Rating: PG-13 for disturbing images of disease
I am dying. I know that. The knowledge is an icy finger running down my spine.
I am being consumed by the dread plague that has swept mercilessly through our camp, has killed so many of my companions. Fever is burning me; it is a fire that rages under my skin and burns me. My head is being squeezed with a vise and a hammer is pounding behind my eyes. Pain wracks my joints. It feels like someone is injecting acid into my knees and elbows and fingers and spine. I cannot endure it.
But neither can I find relief. I cannot even scream; I can barely moan.
I struggle to breathe. My lungs are destroyed and I gasp for air. When I can draw a breath, it is foul with the reek of blood and death and filth. I loathe it. I loathe this disease. I want to die.
No. Not that. I want to live. I am desperate to live. I am young; I have my whole life before me. And that life will end here, on this cot.
Not even a bed—there are none left—but on this dirty cot on the floor between two beds. It still stinks of its last occupant. Through the haze of pain, I see a nurse walking toward me.
“Water,” I try to croak, but no sound comes out. My lips barely move. I can no longer keep my eyes open. The nurse bends at the far end of the cot. I feel her tie something onto my toe, then she straightens and pulls the thin sheet that covers my ruined body till it also covers my head. I want to scream that I am not yet dead, that I am still among the living, but I cannot. I cannot move, cannot speak. The thin cloth over my nostrils makes the already arduous task of breathing near impossible. I am not dead yet, but I soon will be.

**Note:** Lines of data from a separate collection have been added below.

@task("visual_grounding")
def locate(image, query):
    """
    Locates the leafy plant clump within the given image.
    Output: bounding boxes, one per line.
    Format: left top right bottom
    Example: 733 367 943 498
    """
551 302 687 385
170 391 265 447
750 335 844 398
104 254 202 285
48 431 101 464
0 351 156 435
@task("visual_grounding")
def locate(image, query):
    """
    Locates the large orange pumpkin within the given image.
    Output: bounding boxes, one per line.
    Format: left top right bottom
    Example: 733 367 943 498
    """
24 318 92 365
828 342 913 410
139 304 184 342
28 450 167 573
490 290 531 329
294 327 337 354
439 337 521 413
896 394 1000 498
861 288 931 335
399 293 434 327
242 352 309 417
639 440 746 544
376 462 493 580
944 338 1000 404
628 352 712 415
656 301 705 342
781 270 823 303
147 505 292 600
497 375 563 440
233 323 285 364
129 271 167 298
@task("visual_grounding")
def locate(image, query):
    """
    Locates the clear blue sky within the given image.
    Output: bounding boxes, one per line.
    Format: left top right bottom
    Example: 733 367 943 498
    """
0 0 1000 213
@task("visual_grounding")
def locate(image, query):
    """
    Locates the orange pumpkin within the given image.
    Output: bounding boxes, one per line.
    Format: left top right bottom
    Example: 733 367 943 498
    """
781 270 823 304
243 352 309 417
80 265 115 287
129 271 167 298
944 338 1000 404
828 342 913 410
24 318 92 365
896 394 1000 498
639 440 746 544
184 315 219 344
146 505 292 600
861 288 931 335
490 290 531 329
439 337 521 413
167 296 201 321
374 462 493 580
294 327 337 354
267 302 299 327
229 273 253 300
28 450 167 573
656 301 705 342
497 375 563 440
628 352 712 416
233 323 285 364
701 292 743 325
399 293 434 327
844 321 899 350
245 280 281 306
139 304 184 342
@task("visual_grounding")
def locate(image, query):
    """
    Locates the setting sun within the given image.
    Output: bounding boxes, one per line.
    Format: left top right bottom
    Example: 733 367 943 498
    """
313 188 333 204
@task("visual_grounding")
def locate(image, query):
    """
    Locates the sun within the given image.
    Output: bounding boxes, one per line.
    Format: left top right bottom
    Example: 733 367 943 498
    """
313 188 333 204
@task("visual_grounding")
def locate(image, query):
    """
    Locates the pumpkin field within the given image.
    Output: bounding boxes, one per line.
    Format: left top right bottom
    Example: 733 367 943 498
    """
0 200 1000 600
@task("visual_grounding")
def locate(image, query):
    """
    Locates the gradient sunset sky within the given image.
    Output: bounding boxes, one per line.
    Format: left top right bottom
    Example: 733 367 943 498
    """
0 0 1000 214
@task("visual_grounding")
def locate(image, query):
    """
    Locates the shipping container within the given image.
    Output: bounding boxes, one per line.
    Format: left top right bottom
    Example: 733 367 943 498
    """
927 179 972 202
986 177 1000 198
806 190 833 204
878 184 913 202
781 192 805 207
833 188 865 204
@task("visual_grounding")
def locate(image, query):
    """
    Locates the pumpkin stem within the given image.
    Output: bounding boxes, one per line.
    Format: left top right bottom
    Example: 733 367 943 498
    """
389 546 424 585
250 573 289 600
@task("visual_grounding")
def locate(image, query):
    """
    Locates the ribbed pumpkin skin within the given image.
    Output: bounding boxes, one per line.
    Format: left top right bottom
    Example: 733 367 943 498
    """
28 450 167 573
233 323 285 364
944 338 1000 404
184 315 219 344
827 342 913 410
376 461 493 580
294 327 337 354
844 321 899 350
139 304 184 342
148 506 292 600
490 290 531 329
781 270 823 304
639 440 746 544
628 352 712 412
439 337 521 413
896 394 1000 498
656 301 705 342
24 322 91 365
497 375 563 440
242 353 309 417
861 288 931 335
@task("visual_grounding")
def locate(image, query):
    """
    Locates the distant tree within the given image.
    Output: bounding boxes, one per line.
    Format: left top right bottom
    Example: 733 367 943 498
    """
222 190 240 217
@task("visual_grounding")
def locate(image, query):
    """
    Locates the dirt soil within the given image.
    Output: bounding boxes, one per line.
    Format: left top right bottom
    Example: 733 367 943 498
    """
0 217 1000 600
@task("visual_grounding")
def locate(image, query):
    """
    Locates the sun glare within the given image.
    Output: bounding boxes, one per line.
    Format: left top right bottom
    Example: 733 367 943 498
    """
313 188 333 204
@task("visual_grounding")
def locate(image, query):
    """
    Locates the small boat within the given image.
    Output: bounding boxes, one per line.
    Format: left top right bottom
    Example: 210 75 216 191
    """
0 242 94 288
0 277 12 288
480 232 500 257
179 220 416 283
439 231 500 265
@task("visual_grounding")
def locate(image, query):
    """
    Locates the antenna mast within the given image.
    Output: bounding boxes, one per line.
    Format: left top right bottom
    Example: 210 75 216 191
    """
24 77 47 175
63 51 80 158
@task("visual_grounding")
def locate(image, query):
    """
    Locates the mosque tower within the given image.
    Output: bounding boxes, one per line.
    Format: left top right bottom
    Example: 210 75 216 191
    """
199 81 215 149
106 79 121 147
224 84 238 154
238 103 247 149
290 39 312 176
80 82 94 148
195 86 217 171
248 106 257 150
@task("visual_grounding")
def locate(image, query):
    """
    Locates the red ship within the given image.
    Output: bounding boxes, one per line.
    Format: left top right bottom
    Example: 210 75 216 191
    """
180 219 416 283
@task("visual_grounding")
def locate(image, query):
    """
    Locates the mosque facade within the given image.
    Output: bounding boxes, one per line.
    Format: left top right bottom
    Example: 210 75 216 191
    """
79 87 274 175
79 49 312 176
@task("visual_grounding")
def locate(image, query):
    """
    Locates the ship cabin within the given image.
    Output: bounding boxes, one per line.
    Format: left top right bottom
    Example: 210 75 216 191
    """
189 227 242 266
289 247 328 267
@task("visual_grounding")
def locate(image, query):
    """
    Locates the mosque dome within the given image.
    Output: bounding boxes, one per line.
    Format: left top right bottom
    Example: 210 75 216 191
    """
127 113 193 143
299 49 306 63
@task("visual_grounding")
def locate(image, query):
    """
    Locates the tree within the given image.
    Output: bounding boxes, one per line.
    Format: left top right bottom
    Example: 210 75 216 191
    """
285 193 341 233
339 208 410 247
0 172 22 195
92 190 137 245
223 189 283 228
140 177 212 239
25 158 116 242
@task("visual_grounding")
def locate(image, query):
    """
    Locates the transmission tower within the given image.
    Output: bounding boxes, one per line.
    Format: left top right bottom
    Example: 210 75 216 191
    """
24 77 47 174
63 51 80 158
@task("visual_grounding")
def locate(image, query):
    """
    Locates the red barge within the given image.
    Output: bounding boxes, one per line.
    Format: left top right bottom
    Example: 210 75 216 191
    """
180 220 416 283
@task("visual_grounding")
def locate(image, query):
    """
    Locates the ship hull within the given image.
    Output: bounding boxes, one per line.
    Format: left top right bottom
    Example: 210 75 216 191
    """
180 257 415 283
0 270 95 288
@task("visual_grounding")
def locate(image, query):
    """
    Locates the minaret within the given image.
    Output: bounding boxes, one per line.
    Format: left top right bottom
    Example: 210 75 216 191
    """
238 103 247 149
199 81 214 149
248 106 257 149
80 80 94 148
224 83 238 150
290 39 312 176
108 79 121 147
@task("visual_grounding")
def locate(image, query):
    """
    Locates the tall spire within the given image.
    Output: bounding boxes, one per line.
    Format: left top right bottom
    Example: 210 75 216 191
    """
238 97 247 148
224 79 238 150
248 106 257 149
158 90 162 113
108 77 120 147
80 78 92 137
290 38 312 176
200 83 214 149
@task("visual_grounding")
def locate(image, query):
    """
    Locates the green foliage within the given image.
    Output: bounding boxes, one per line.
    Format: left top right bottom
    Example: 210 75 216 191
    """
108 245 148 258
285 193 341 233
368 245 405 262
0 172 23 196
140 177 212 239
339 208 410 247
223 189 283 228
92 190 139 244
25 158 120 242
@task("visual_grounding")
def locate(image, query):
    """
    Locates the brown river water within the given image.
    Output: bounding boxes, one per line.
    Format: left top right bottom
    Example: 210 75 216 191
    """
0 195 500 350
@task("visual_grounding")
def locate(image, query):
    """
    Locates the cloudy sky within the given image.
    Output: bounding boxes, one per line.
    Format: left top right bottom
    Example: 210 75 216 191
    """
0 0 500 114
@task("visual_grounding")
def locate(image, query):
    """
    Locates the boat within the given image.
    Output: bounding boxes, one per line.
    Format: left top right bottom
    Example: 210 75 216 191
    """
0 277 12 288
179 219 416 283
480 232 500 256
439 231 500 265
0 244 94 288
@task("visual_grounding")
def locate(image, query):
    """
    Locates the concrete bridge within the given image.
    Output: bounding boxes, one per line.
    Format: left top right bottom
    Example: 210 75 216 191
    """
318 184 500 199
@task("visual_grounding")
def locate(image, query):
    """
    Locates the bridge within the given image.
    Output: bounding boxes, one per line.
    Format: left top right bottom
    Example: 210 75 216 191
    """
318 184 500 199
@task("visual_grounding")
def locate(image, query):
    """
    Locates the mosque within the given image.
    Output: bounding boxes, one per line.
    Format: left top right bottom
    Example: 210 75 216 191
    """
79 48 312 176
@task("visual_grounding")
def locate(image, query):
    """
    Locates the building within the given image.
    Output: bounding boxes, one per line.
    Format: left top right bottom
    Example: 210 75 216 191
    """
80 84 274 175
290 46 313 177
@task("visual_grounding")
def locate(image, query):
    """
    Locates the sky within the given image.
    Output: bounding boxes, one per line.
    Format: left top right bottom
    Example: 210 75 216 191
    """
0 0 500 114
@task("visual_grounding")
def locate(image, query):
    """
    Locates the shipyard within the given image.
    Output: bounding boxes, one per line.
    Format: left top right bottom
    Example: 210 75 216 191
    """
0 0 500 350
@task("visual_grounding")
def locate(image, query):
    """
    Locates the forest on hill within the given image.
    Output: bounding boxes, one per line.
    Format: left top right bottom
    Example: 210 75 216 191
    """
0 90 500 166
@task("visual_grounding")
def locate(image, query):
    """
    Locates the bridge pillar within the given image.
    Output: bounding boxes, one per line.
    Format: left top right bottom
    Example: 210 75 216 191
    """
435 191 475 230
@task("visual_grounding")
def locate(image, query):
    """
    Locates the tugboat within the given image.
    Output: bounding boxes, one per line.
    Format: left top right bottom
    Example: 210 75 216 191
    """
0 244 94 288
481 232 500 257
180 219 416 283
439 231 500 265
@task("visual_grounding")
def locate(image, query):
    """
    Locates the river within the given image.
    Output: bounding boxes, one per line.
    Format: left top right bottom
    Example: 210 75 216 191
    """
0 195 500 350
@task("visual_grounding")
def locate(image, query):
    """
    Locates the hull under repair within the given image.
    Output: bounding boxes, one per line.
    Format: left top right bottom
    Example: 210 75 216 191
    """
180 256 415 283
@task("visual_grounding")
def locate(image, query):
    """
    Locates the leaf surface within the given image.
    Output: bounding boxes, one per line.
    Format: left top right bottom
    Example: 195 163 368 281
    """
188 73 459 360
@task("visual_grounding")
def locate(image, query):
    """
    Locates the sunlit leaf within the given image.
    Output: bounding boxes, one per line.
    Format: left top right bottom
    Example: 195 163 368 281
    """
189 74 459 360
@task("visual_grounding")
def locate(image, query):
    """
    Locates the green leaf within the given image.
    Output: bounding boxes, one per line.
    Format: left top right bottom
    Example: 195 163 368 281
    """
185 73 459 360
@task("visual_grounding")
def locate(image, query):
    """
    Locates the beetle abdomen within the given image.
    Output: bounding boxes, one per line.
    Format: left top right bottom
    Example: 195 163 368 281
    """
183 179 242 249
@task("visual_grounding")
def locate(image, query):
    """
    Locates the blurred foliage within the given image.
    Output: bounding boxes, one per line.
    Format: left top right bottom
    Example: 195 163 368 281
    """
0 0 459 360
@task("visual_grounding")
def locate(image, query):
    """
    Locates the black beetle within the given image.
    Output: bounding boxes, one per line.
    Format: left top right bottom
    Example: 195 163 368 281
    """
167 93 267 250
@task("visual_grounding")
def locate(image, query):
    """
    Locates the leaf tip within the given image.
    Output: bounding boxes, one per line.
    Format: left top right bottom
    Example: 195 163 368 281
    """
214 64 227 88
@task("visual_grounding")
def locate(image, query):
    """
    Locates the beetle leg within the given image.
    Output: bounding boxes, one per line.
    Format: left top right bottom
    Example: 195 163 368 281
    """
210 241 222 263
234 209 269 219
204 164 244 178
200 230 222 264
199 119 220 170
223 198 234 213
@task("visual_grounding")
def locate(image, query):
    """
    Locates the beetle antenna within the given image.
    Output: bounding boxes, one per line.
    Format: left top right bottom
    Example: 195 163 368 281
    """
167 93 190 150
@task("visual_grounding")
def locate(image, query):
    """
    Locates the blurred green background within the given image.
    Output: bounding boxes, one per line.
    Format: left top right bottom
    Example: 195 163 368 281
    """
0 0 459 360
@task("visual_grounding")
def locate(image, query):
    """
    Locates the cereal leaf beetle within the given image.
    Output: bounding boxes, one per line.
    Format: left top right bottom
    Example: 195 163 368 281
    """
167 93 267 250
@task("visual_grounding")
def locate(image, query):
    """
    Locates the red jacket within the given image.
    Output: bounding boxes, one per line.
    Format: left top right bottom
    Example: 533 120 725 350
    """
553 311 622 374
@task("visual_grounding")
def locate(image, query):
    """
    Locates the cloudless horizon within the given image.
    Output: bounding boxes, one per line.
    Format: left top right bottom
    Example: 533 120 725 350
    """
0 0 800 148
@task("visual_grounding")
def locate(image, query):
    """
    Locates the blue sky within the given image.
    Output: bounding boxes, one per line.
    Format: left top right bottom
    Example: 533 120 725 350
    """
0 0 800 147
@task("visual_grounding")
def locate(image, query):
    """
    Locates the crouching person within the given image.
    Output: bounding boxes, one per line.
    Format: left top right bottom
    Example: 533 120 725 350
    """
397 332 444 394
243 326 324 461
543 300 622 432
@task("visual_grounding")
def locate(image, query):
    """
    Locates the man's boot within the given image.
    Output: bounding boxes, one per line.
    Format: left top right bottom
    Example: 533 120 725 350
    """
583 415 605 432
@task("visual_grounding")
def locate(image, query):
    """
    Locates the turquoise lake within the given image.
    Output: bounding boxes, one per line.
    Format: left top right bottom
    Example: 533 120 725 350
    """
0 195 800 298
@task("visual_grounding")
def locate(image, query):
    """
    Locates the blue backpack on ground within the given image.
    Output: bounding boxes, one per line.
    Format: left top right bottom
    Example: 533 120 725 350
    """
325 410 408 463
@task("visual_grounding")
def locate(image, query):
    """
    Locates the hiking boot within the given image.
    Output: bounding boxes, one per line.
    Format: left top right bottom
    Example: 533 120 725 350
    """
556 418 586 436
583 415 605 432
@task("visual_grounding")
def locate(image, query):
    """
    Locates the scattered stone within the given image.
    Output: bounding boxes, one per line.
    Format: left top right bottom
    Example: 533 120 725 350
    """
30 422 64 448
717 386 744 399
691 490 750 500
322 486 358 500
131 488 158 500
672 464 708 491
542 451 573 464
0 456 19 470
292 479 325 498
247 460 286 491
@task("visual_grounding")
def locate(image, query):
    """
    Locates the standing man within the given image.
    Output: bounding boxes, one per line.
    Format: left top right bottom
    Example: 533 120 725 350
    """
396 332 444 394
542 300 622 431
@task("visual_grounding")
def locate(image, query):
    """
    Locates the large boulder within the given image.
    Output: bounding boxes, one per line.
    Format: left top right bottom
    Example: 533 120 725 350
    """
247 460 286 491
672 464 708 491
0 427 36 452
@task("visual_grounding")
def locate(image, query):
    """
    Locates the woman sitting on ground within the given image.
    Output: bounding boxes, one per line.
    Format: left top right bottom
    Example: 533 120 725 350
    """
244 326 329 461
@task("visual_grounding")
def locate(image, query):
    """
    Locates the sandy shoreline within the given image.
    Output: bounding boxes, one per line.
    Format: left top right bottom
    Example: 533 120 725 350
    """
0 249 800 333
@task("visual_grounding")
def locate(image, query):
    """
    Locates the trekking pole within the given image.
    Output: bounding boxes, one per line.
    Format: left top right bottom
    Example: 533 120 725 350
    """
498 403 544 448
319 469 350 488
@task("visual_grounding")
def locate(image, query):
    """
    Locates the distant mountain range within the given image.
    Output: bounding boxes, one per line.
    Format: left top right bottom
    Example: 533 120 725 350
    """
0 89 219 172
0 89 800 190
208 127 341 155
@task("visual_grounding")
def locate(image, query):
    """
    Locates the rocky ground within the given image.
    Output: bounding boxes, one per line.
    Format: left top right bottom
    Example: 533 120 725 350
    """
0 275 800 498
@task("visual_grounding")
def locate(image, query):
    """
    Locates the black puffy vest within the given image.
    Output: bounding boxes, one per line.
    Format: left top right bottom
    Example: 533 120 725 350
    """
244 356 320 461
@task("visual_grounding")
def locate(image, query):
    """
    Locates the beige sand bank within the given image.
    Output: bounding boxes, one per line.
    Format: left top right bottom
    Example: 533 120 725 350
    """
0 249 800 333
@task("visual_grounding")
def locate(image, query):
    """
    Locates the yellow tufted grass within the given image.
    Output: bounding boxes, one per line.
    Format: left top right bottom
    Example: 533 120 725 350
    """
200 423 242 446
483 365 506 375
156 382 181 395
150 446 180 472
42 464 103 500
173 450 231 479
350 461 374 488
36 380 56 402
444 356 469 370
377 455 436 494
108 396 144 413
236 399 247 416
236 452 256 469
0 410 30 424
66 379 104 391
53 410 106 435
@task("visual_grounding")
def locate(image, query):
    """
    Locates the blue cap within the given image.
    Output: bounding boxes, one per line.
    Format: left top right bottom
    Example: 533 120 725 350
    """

The thought makes me want to weep like a child.
Then I feel myself being lifted. The sudden motion makes my stomach lurch, but there is nothing left in it to come up, not even bile. I am carried unsteadily for an eternity. With each step, I can feel my life draining. I imagine a trail of it on the floor behind me, like blood.
Then I am dropped. I do not think they meant to do so, but they did. The pain is unbearable. My joints burn. My head throbs. My lungs pop like fat in a skiddle. Please God, let me die.
Yes, I have nothing but agony here now. Let me die.
Footsteps approach. Something lands on me. It is large and soft and excruciatingly heavy. It must weigh two hundred pounds. I realize what it is: a dead man.
Horror crawls up my spine and creeps into my skull. They stack the bodies in the hall outside the morgue like a pile of wood. I realize I have been placed there. And they have started to pile bodies on top of me.
Another body lands on me. I am being crushed to death by those already within death’s grasp. I feel a rib, already fractured from uncontrollable coughing, give way completely. Two ribs. The throbbing in my head is all-encompassing now and my mind begins to narrow. It darkens to a single spot of burning light.
Then the light goes out.
Historical Note: This story takes place during the 1918-1919 influenza pandemic. It is based, not a specific incident, but on a specific nightmare. A nurse stationed at the Great Lakes Naval Training Station remembered that during the peak of the pandemic, the overworked nurses would sometimes move soldiers to the morgue before they were dead. It saved time. For the rest of her life, this nurse was haunted by a recurring nightmare: “What it would feel like to be that boy who was at the bottom of the cord wood in the morgue.” (Source: Barry, John. The Great Influenza: The Epic Story of the Deadliest Plague in History. New York: Penguin Group, 2004.)